Artificial Neural Network with Physical Dynamic Metasurface Layer for Optimal Sensing

TL;DR

This paper presents a method that combines physical modeling of metasurfaces with machine learning to optimize electromagnetic sensing, leading to more accurate object classification with fewer measurements.

Contribution

It introduces a joint learning framework integrating physical metasurface models with neural networks to optimize sensing strategies for specific tasks.

Findings

Learned illumination settings improve classification accuracy

Fewer measurements are needed for effective sensing

Joint training enhances task-specific information extraction

Abstract

We address the fundamental question of how to optimally probe a scene with electromagnetic (EM) radiation to yield a maximum amount of information relevant to a particular task.

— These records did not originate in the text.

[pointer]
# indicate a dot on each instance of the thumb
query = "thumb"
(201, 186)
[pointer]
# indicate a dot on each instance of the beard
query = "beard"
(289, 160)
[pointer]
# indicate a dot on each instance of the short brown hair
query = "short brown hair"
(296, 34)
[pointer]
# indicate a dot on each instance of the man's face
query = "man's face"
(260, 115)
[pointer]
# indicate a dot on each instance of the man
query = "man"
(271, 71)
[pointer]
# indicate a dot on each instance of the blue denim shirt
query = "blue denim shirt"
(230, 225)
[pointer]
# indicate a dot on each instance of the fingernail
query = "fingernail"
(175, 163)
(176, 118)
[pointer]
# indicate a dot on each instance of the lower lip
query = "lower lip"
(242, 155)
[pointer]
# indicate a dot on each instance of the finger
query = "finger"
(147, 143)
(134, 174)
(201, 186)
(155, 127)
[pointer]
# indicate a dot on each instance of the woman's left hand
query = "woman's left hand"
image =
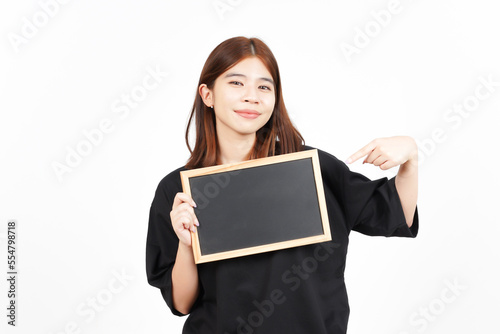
(387, 152)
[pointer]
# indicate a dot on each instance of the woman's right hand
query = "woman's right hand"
(183, 217)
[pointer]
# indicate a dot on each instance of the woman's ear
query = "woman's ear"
(206, 95)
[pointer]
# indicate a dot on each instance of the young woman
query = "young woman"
(240, 115)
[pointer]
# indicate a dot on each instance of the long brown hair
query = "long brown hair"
(277, 136)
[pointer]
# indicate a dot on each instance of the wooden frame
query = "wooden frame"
(234, 170)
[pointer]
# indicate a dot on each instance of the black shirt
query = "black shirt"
(294, 290)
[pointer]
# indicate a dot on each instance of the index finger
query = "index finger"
(183, 197)
(361, 153)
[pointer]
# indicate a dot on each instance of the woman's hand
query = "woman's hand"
(183, 217)
(387, 152)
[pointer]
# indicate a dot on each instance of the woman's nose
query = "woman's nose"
(250, 95)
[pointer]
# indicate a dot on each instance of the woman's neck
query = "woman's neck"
(234, 150)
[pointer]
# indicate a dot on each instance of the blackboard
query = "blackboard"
(257, 206)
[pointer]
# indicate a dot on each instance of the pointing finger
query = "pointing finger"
(361, 153)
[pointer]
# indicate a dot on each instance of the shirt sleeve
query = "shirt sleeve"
(369, 207)
(161, 246)
(374, 208)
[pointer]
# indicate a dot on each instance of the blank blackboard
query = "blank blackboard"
(257, 206)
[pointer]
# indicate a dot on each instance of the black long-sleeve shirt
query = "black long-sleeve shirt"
(294, 290)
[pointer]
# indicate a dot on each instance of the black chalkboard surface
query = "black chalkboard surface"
(257, 206)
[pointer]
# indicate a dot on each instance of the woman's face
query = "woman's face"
(243, 98)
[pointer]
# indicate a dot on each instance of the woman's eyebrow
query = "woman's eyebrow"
(244, 76)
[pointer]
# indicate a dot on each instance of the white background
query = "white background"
(77, 233)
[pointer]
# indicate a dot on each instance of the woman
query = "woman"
(240, 115)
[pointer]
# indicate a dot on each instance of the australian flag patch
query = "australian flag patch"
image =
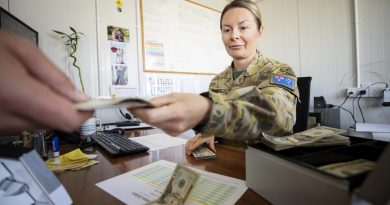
(283, 80)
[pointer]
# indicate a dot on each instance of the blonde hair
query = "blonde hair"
(246, 4)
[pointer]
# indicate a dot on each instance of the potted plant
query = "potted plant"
(71, 42)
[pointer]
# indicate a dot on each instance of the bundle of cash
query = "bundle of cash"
(94, 104)
(179, 187)
(348, 169)
(317, 136)
(203, 153)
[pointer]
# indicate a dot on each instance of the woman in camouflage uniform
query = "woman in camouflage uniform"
(254, 94)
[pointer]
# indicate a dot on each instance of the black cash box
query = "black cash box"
(292, 176)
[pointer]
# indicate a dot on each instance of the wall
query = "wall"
(315, 37)
(44, 16)
(4, 4)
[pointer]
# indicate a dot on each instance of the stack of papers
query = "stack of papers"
(147, 183)
(73, 160)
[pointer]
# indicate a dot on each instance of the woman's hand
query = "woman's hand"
(34, 93)
(198, 140)
(175, 113)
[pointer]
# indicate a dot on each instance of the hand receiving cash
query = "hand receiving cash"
(94, 104)
(179, 187)
(203, 153)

Machine learning (ML) techniques have emerged as powerful tools to extract task-relevant information from a wide variety of EM measurements, ranging from optics to the microwave domain. However, given the ability to actively illuminate a particular scene with a programmable EM wavefront, it is often not clear what wavefronts optimally encode information for the task at hand (e.g., object detection, classification). Here, we show that by integrating a physical model of scene illumination and detection into a ML pipeline, we can jointly learn optimal sampling and measurement processing strategies for a given task. We consider in simulation the example of classifying objects using microwave radiation produced by dynamic metasurfaces. By integrating an analytical forward model describing the metamaterial elements as coupled dipoles into the ML pipeline, we jointly train analog model weights with digital neural network weights. The learned non-intuitive illumination settings yield a higher classification accuracy using fewer measurements. On the practical level, these results are highly relevant to emerging context-aware systems such as autonomous vehicles, touchless human-interactive devices or within smart health care, where strict time constraints place severe limits on measurement strategies. On the conceptual level, our work serves as a bridge between wavefront shaping and tunable metasurface design on the physical layer and ML techniques on the processing layer.